A fun little detail is that it’s not the control that takes that long. To ensure the authenticity of the blockchain, each block gets its own “hash ID” which comes after all transactions are encrypted.
My home computer was able to perform 100,000 calculations per second. But it is known that there should be ten minutes between each block. To make sure this computation actually takes ten minutes, this computation has been turned into a game: you have to add a random integer at the end of the transactions.
This must be done until the first digits start with zero. Currently, one has to guess a number that means the first 19 numbers start with a zero. Since you are using both numbers and letters, there are a number of combinations. There is so much that my computer will go from running 100,000 per second to spending 43 million years.
This is the game that computers spend most of their time in.
If the price of Bitcoin goes up, it will be possible to increase the energy consumption accordingly. However, there will not be a steady increase, as the payment is halved every four years.
It is possible to change this, and there are two simple solutions.
- One is to introduce a new currency that is used only as a payment for redemption, and is tied to the price of electricity. Then you will easily be able to reduce the thrust, so that the energy consumption is reduced.
- The second possibility is that one does not require that millions of computers actually do the same job.
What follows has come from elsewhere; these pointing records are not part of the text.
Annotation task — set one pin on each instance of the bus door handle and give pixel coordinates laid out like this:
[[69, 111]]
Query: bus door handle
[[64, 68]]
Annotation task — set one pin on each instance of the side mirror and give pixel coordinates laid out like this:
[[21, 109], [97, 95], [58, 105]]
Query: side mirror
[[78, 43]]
Then you can alternatively give the job to those who manage to show the most loyalty to the system, for example by owning the most bitcoins.
Both solutions are used in part by other cryptocurrencies.
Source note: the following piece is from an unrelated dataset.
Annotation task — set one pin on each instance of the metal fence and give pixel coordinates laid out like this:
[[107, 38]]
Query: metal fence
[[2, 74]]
The official reason these changes were not made is that the Bitcoin process has become less secure. Maybe this is a partial argument, but in this case maybe the system isn’t robust enough?
It’s tempting to think that with as much as $43 million a day and good sales of custom machinery, there are many who have an incentive to keep the current solution.
In Norway, data centers engaged in bitcoin mining receive lower electricity fees. The University of Cambridge estimates that about 0.7 percent of global bitcoin mining takes place in Norway. These figures indicate that players receive NOK 100 million annually in reduced electricity tax. As the lower electricity bill allows for more computers to be in the bitcoin network, this will lead to higher energy consumption.
Sounds nice with renewable energy in Norway. But as long as the power consumption is transferred only to Norway, the marginal power will come from Europe, even if the computers are located in Norway.
So the solution for Norway is not, as Sturle Sunde suggested in DN on September 15, to build hydroelectric power stations to power the machines, or to continue the current scheme to give bitcoin winners cheap power.
The solution is the opposite. With an additional tax on electricity for bitcoin mining, the winners will get less money for electricity. Thus, the consumption of electricity and carbon dioxide2Emissions go down.(Terms)Copyright Dagens Næringsliv AS and/or our suppliers. We want you to share our cases using a link that leads directly to our pages. All or part of the Content may not be copied or otherwise used with written permission or as permitted by law. For more conditions see here.